2. The measurement can be performed using about 40 microliters of blood. This sample can be obtained by a finger prick; therefore there is no need for a venipuncture for the sampling. The sample size in some of the currently used devices for the same purpose might be as high as 1 milliliter.

3. Currently available instruments developed for the measurement of erythrocyte aggregation include disaggregation mechanisms that need to be cleaned after the measurement. This necessity introduces a biohazard risk to the measurement procedure. Additionally, cleaning and drying procedures prolong the total measurement time. There is no need for cleaning with the system developed according to the invention, as disposable glass capillaries are used.

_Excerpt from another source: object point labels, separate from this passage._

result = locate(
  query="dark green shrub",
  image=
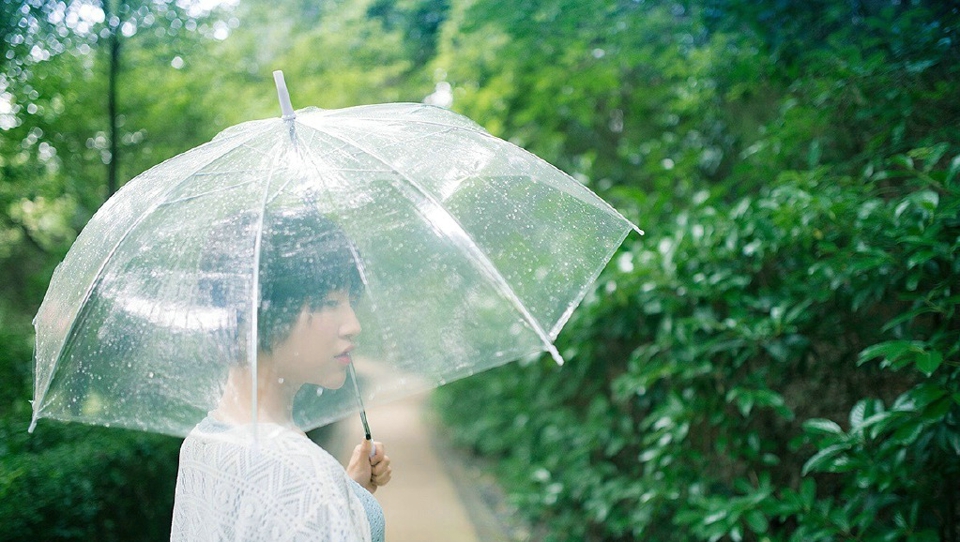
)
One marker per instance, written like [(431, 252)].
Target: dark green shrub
[(73, 482), (709, 376)]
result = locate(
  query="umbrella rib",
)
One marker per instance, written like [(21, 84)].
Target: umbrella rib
[(312, 159), (81, 313), (466, 243)]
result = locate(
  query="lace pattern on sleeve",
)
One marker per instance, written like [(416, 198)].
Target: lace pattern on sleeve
[(281, 488)]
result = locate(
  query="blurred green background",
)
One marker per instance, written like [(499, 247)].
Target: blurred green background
[(777, 359)]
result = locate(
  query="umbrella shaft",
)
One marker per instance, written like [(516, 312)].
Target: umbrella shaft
[(363, 412)]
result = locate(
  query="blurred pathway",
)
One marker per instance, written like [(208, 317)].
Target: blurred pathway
[(428, 499)]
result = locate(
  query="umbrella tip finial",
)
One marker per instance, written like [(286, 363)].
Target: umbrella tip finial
[(285, 107)]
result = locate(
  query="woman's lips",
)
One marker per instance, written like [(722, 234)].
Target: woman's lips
[(345, 358)]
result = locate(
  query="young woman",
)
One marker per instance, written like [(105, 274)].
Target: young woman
[(260, 478)]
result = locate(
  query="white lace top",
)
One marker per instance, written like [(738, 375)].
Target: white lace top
[(283, 488)]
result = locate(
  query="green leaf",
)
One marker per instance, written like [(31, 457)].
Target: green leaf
[(824, 460), (757, 521), (928, 362), (890, 351), (823, 426)]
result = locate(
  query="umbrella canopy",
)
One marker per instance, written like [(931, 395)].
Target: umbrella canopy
[(464, 252)]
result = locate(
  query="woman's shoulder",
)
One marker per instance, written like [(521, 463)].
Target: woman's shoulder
[(260, 446)]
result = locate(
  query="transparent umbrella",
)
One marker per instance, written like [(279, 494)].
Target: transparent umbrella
[(465, 252)]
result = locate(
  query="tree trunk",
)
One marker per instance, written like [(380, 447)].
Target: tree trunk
[(114, 68)]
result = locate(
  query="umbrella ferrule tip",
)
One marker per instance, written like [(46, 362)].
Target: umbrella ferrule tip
[(285, 105)]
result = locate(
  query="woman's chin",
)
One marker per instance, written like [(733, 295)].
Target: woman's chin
[(334, 382)]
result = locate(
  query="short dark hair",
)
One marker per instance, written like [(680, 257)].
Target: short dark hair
[(304, 256)]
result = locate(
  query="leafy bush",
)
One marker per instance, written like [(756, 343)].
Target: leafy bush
[(781, 367), (72, 482)]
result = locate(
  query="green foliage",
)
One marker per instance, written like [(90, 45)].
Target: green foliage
[(778, 358), (85, 483), (705, 374)]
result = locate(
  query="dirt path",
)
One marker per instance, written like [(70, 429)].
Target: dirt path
[(422, 502)]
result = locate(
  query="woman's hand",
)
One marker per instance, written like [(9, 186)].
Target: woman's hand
[(370, 472)]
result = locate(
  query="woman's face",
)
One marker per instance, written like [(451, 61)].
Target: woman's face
[(317, 351)]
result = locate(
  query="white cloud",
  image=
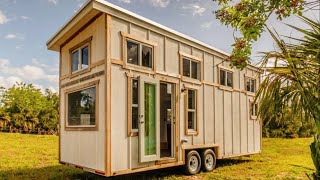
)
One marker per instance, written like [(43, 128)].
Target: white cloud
[(14, 36), (25, 17), (55, 2), (195, 8), (125, 1), (206, 25), (3, 18), (27, 72), (160, 3), (7, 82)]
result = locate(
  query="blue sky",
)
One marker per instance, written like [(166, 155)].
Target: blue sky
[(25, 27)]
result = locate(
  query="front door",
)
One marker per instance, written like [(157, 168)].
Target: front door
[(149, 119)]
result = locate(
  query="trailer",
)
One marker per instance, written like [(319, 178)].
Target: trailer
[(138, 96)]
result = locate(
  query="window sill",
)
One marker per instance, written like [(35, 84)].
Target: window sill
[(250, 93), (79, 72), (138, 68), (191, 132), (253, 117), (227, 88), (81, 128), (190, 80)]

An instrument developed according to the invention, having the above listed superiorities against the currently available instruments might be widely used in clinical medicine. Erythrocyte aggregation strongly correlates with erythrocyte sedimentation rate (ESR) which is commonly used for evaluating the severity of inflammatory-infectious events and rheumatoid diseases. Therefore, a fast, easy to use and relatively less expensive method can also be used in physician's offices. The erythrocyte aggregation measurement can be completed within a minute using the methods according to the invention, while the equivalent ESR test takes at least an hour to be completed.